Devlet bayram parası yollamış bana. Boş boş bakıyorum mesaja. Dört çocuğu babasız bıraktınız. Zehir zıkkım o bin lira bana. Tehcir yetimi Ermeni yiğidi Ruhi Su sesleniyor çook uzaklardan.
“Öksüz Ali’m hata yoktur sözümde
Çifte benler sıçraşıyor yüzünde.”
Teslim olup geleni yaşamak lazım diyorum kendi kendime. Hüzünse hüzün öfkeyse öfke. Sahte bayram sevinçleriyle, sahte avuntularla gelmedik mi bu günlere. Hüzne teslim olmanın yanlışlığını kim öğretti bize?
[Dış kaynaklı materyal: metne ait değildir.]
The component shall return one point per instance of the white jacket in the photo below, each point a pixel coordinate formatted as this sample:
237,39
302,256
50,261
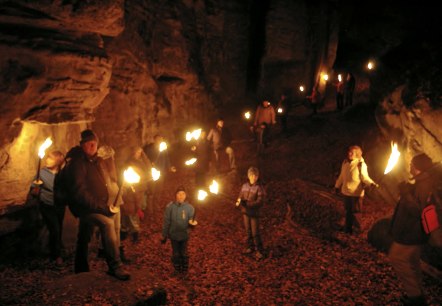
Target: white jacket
349,180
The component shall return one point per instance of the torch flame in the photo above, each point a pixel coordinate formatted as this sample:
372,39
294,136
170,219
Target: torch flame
155,174
394,157
214,187
194,134
44,146
190,161
131,176
202,195
163,146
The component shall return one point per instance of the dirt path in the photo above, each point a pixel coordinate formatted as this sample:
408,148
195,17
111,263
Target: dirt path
308,260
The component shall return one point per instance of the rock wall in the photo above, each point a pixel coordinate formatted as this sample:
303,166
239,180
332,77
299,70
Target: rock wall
132,69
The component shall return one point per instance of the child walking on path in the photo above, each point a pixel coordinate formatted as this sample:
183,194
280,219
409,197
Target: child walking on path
176,227
251,198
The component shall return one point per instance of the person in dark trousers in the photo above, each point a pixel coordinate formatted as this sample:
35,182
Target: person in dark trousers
314,99
51,213
160,160
349,88
265,119
93,195
203,152
407,231
284,108
351,182
133,195
250,199
221,139
176,226
340,86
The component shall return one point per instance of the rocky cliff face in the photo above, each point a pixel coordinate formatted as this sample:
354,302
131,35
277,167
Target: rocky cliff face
131,69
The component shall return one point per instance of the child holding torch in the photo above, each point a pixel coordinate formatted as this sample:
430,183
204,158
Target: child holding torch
52,214
251,198
178,217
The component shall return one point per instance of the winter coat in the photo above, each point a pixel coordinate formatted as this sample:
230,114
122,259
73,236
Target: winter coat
406,226
203,154
91,189
265,115
46,195
253,195
176,220
133,195
220,137
349,180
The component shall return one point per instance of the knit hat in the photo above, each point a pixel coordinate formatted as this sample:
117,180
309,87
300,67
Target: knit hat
54,159
88,135
180,188
422,162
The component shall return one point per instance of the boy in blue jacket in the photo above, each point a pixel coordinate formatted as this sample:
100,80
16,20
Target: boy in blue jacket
176,227
251,198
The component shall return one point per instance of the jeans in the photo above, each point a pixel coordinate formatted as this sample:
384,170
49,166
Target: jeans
53,219
180,259
109,237
405,260
351,219
251,225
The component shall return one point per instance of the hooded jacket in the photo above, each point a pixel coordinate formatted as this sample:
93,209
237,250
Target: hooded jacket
353,177
176,220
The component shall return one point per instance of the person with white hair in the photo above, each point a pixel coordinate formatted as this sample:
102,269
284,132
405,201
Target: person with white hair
250,199
52,214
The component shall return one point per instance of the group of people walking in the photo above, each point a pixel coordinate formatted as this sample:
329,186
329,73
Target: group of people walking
90,188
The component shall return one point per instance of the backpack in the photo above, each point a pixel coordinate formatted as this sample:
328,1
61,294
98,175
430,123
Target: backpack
431,215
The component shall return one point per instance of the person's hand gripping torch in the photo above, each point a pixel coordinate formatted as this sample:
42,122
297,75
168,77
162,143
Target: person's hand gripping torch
130,177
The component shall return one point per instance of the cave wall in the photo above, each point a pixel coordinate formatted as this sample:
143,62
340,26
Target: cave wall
416,128
132,69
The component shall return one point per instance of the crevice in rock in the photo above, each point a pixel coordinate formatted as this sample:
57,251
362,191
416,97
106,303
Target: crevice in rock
257,42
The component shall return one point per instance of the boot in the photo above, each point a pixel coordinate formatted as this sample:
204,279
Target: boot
123,257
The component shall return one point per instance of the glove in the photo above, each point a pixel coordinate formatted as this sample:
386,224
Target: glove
140,214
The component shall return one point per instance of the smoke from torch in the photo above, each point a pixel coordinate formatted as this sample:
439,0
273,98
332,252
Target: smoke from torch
394,157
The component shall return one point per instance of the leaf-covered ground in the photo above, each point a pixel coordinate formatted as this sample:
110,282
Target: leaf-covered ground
309,260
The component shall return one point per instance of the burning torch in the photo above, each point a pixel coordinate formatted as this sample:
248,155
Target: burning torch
41,153
130,177
195,134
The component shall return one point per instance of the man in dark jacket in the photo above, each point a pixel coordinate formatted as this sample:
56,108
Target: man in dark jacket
407,231
92,194
220,138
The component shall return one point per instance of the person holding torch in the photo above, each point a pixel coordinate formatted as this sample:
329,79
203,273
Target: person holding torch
92,202
351,183
134,195
178,218
250,199
51,213
407,231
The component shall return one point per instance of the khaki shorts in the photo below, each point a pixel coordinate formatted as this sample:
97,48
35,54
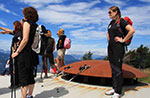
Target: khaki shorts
61,53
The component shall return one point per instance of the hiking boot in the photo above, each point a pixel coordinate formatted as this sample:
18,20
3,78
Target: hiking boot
110,92
116,95
29,96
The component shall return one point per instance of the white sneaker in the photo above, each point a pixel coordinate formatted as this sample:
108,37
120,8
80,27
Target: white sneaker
115,95
110,92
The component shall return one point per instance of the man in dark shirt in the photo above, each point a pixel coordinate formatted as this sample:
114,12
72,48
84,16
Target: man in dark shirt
60,48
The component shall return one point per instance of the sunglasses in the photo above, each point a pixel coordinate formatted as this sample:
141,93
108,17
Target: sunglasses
109,12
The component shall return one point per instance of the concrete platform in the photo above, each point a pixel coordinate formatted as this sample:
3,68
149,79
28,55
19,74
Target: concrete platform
46,88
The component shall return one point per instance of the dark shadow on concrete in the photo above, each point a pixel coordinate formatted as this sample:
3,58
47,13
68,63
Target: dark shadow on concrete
55,93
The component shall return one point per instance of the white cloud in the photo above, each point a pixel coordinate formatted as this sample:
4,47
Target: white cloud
145,0
2,7
88,34
2,23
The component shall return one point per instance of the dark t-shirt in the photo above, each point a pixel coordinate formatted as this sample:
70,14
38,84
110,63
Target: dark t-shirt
113,30
62,38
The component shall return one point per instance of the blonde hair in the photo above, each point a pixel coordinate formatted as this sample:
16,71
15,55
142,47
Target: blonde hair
61,31
118,15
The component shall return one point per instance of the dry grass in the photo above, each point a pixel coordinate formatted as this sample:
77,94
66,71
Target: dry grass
147,79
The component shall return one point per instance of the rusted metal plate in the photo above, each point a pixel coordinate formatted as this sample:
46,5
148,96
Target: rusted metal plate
101,68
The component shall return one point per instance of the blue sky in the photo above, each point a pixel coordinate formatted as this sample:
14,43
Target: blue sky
84,21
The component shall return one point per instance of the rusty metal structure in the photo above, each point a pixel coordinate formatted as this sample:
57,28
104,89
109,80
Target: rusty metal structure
101,68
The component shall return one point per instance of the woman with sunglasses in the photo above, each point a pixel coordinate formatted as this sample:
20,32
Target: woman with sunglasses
116,49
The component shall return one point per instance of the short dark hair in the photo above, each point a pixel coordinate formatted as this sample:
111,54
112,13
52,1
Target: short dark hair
30,13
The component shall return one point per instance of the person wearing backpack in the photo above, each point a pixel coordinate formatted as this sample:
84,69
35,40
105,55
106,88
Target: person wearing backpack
17,37
60,48
48,53
116,49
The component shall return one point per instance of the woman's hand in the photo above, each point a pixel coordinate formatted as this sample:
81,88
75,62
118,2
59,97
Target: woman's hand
119,39
14,54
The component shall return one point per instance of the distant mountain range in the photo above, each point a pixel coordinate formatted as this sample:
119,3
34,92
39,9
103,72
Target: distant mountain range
69,58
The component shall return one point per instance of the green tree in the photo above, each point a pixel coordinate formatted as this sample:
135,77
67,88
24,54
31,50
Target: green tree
87,56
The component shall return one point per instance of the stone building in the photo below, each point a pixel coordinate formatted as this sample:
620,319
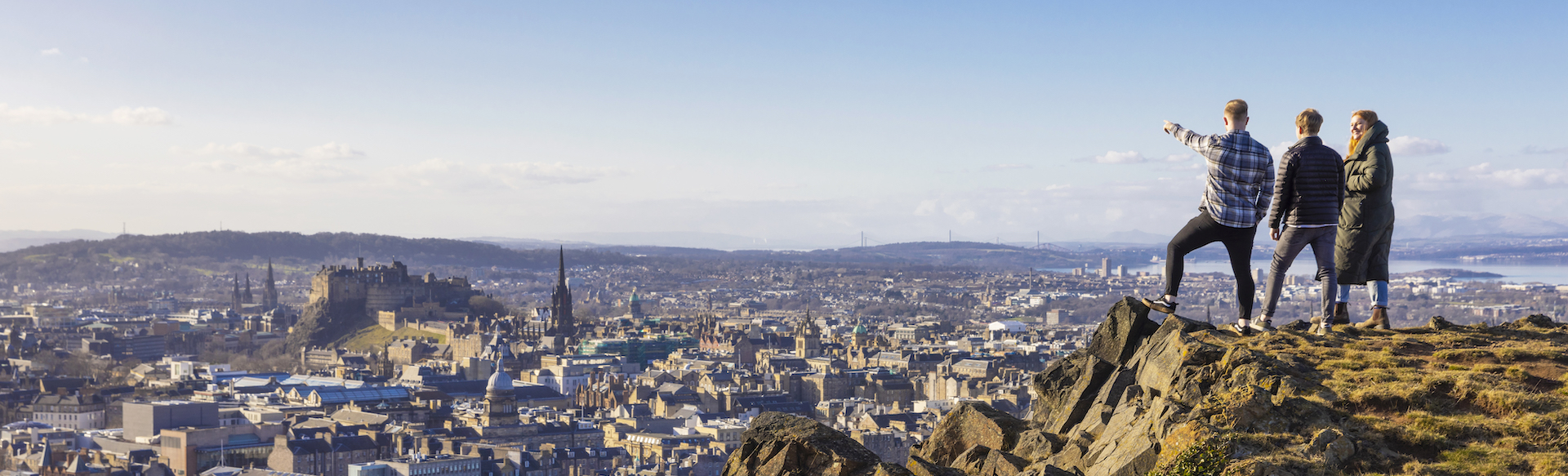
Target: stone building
325,450
69,411
376,288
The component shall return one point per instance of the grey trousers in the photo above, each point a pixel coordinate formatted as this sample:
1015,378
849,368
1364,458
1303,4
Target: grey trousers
1291,243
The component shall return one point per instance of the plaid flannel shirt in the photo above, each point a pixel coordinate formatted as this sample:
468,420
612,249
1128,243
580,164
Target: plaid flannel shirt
1241,176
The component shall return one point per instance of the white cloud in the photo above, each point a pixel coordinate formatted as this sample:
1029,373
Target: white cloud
330,151
138,116
1532,149
286,168
1278,151
1120,157
314,165
124,116
333,151
546,172
1416,146
1486,177
461,176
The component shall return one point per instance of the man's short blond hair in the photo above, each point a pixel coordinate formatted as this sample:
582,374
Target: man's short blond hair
1310,121
1236,110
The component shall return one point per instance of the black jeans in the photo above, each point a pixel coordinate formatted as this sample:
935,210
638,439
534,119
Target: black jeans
1291,243
1198,234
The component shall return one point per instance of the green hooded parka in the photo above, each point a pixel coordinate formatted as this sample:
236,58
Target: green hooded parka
1366,221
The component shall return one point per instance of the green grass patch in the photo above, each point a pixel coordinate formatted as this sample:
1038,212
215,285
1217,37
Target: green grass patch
1462,354
373,339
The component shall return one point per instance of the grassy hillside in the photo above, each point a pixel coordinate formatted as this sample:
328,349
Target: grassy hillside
1459,399
373,339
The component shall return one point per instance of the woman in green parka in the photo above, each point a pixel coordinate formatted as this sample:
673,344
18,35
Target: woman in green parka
1366,221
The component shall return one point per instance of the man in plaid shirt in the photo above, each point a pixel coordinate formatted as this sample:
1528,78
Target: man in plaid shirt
1236,198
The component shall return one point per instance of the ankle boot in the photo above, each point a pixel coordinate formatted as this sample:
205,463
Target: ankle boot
1377,320
1341,314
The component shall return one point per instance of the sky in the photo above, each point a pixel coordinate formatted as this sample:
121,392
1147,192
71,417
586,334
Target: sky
797,124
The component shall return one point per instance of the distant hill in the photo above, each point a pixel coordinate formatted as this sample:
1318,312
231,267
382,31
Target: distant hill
13,240
88,260
920,252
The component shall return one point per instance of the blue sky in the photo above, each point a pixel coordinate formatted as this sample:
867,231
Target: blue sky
804,121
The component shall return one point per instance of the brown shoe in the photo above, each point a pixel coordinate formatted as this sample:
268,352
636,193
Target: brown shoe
1341,314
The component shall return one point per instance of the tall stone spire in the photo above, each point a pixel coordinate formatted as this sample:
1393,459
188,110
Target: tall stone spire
565,324
247,296
269,290
235,296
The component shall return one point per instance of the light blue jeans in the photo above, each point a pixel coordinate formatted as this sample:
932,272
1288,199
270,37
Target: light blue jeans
1379,290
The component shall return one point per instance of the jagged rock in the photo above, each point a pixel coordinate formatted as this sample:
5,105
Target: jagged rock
982,460
891,470
1183,438
780,443
1125,327
1254,467
1065,389
966,426
921,467
1332,447
1037,445
1041,469
1175,365
1534,322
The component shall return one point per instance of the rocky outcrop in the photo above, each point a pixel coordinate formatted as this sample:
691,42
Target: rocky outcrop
1184,398
969,426
786,445
1138,398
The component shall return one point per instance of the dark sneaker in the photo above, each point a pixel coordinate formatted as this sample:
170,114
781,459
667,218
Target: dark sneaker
1322,327
1160,305
1263,324
1244,331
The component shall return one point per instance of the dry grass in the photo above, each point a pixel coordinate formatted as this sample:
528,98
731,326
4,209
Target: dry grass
1459,401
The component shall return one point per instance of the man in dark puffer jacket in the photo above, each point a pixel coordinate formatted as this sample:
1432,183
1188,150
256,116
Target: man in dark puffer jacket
1308,194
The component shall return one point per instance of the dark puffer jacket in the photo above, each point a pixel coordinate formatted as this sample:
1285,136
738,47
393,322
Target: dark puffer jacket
1312,185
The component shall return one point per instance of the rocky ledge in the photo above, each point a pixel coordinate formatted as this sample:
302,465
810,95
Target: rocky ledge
1184,398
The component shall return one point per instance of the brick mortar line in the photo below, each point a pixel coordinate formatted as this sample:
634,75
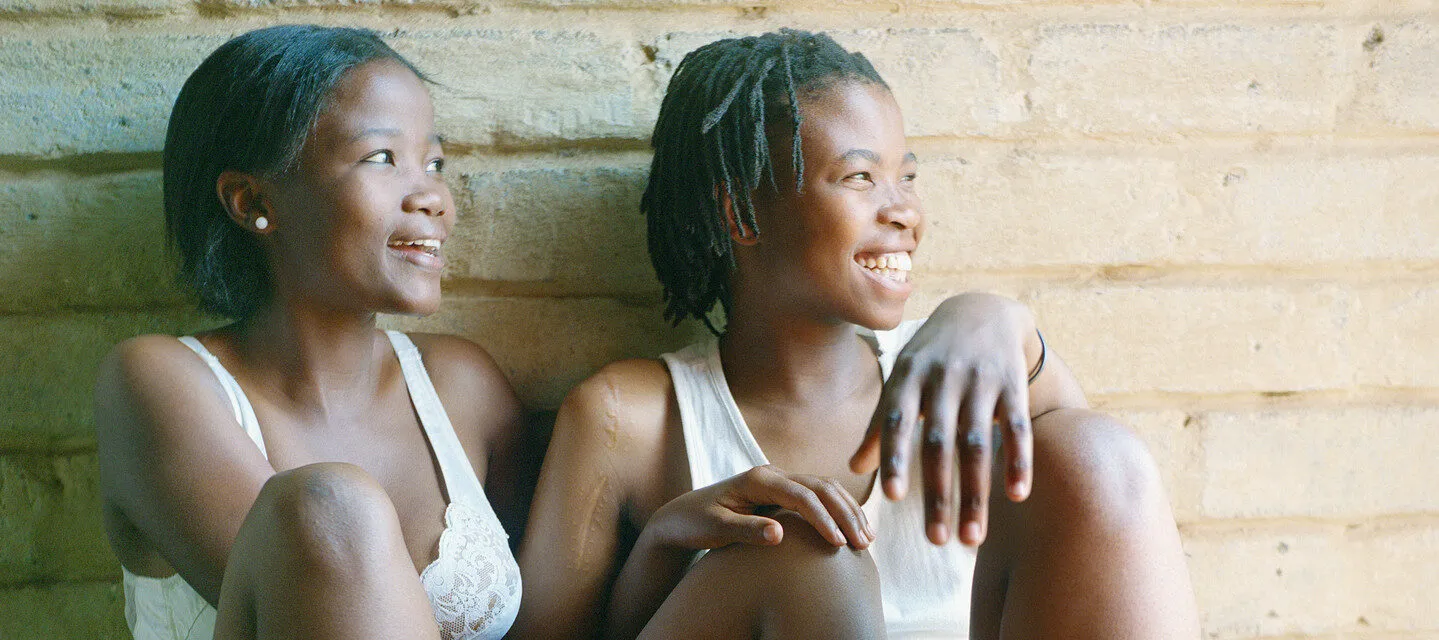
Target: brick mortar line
1354,633
1386,272
1357,525
756,10
1226,401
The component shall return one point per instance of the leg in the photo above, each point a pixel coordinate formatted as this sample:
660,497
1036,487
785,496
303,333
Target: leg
321,555
800,588
1092,552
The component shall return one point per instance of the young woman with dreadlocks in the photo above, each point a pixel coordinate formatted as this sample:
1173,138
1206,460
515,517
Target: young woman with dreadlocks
782,189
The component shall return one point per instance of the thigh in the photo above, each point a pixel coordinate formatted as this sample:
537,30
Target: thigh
1094,552
800,588
321,555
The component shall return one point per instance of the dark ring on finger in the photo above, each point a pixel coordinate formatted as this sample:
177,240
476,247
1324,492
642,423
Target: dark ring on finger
974,440
934,436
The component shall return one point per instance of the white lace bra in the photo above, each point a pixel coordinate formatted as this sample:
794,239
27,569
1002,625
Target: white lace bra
474,581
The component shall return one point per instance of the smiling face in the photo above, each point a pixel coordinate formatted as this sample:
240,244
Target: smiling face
360,223
841,248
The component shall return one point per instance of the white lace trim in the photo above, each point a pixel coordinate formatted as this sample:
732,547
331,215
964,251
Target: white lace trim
474,583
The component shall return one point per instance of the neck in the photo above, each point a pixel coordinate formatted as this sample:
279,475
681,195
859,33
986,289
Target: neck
312,357
776,357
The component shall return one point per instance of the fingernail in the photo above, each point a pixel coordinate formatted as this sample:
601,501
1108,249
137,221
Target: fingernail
772,534
894,486
1020,489
938,534
972,534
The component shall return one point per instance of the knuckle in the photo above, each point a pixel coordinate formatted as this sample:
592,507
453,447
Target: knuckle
934,436
1019,424
974,443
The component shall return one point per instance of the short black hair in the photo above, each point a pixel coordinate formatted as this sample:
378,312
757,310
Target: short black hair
713,134
248,108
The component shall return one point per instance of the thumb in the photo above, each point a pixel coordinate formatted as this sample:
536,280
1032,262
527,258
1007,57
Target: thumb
751,529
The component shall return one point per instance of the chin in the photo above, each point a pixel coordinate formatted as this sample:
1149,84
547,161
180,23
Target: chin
881,318
416,305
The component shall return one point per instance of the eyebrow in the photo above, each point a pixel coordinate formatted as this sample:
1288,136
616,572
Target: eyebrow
874,157
389,131
865,154
374,133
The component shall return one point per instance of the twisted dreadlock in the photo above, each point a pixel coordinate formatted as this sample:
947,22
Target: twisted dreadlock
713,135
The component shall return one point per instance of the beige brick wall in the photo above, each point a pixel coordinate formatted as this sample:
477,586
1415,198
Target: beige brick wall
1223,213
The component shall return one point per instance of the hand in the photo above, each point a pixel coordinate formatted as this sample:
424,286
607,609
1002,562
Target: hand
733,511
963,371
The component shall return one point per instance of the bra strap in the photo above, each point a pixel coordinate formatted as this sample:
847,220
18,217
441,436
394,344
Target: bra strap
455,468
241,404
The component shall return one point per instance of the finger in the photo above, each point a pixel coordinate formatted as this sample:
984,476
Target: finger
941,407
976,424
1012,413
783,491
900,419
751,529
841,506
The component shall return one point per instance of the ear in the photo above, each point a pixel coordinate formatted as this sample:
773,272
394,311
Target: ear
737,232
243,200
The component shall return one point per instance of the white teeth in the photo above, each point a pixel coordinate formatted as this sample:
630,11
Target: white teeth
890,265
428,243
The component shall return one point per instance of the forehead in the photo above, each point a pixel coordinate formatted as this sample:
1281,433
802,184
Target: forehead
379,94
851,115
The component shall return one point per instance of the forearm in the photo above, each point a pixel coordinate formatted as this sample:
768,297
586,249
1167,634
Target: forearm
1055,387
649,574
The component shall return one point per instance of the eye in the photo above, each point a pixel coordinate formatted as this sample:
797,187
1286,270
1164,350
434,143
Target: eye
380,157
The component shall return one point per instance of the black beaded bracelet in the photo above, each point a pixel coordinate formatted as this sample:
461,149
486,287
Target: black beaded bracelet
1041,364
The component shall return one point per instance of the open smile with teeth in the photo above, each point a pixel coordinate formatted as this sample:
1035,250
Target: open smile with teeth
894,266
428,245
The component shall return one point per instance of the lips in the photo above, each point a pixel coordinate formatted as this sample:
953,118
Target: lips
892,266
423,252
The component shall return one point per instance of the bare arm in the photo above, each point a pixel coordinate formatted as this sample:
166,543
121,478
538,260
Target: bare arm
966,368
488,419
570,552
174,463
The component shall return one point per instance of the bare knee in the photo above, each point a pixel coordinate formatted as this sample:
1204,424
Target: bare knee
325,512
803,587
1091,471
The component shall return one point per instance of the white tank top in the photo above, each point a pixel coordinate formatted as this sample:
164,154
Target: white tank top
472,584
925,588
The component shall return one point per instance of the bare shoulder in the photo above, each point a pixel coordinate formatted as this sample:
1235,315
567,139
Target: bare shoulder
619,419
454,361
631,396
148,374
474,390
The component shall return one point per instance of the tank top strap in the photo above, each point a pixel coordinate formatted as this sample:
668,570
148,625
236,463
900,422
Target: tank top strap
241,404
461,482
717,440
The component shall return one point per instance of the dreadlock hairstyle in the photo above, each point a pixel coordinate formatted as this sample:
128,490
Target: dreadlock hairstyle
713,137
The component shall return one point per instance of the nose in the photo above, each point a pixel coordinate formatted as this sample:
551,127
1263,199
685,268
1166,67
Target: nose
901,210
430,197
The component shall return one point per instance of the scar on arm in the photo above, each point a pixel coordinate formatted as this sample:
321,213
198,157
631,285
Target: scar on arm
612,416
592,506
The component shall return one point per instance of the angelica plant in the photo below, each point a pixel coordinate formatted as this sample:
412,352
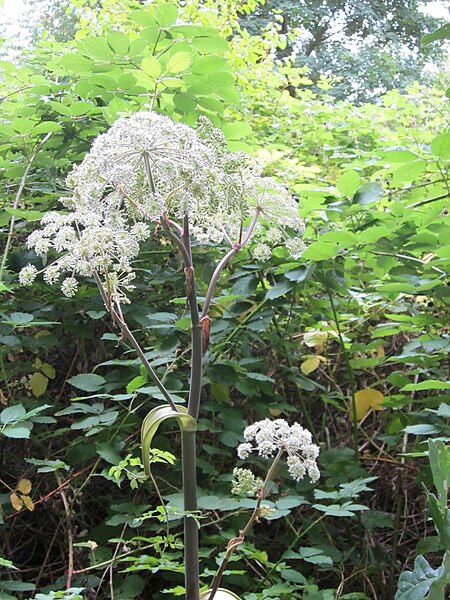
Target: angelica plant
270,440
149,171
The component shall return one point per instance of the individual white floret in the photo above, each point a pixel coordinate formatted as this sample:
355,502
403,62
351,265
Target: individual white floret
268,438
69,287
262,252
295,246
27,275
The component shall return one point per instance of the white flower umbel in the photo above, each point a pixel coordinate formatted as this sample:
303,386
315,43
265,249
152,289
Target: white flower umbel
148,168
267,438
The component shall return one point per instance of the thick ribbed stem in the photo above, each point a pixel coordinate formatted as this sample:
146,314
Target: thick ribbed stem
191,560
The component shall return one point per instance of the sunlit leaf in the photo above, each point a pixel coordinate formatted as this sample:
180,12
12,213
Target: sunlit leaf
154,419
24,486
365,400
16,501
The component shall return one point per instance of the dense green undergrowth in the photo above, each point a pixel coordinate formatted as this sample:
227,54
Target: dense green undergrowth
350,340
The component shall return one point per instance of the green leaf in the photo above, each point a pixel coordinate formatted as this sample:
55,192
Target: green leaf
38,384
212,44
439,457
279,289
209,64
16,432
348,183
368,193
151,66
314,556
47,126
7,563
154,419
439,585
440,146
12,414
236,130
179,62
88,382
166,15
118,42
429,384
77,63
443,33
408,172
414,585
422,429
26,215
184,102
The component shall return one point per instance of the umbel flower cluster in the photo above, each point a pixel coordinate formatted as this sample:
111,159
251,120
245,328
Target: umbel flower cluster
267,438
149,169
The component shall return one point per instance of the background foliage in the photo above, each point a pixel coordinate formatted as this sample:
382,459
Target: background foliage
351,339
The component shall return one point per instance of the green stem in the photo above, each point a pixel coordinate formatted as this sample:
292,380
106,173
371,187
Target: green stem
16,202
235,542
133,341
191,558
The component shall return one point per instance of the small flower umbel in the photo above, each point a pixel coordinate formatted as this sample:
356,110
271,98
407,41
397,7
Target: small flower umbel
149,169
269,439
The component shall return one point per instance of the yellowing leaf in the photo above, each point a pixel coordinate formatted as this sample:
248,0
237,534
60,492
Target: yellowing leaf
365,400
16,501
28,502
38,384
24,486
153,420
315,339
310,365
48,370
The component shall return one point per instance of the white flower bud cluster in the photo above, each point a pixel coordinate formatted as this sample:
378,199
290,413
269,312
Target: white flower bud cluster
268,437
143,169
245,483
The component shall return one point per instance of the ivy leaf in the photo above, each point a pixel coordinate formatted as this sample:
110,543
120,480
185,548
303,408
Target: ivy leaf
365,400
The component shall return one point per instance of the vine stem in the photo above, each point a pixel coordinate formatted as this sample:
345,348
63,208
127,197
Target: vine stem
16,202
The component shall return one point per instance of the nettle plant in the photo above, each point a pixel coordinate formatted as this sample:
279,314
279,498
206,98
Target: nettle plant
150,175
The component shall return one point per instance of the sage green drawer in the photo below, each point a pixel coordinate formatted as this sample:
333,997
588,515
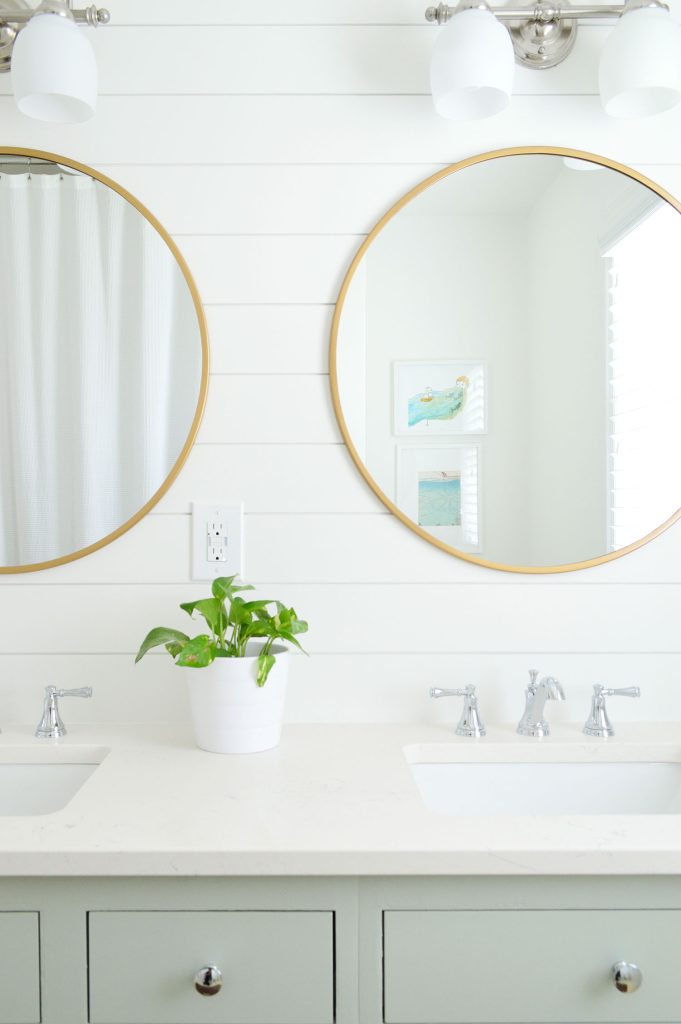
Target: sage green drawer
278,967
19,968
447,967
Hem de bize en çok yakışan iken.
“hüzün ki en çok yakışandır bize
belki de en çok anladığımız
biz ki sessiz ve yağız
bir yazın yumağını çözerek
ve olumu bir kepenek gibi örtüp üstümüze
ovayı köpürte köpürte akan küheylan
ve günleri hoyrat bir mahmuz
ya da atlastan bir çarkı felek
gibi döndüre döndüre
bir mahpustan bir mahpusa yollandığımız
biz, ey sürgünlerin Nazımı derken
tutkulu, sevecen ve yalnız
gerek acının teleğinden ve gerek
lacivert gergefinde gecelerin
şiiri bir kus gibi örerek
halkımız, gülün sesini savurup
bir türkünun kekiğinden tüterken
der ki, böyle yazılır sevdamız
hüzün ki en çok yakışandır bize
belki de en çok anladığımız.”
Bugün hiçbir şeyi umursamadan saygı duruşundan kaçıp duruşmalara girecek avukatları, hastaneye gidecek hekimleri düşünüyorum. Dişlerim kenetleniyor.
“Dünyanın en tuhaf mahlukusun yani,
hani şu derya içre olup deryayı bilmeyen balıktan da tuhaf.
Ve bu dünyada, bu zulüm senin sayende.
Ve açsak, yorgunsak, alkan içindeysek eğer
ve hâlâ şarabımızı vermek için üzüm gibi eziliyorsak kabahat senin, – demeğe de dilim varmıyor ama – kabahatin çoğu senin, canım kardeşim.”
Böyle işte. Büzüşüp şiirlere, türkülere sığındığımız bir arife daha. Belki de en iyisi sınırsız bir sessizlik.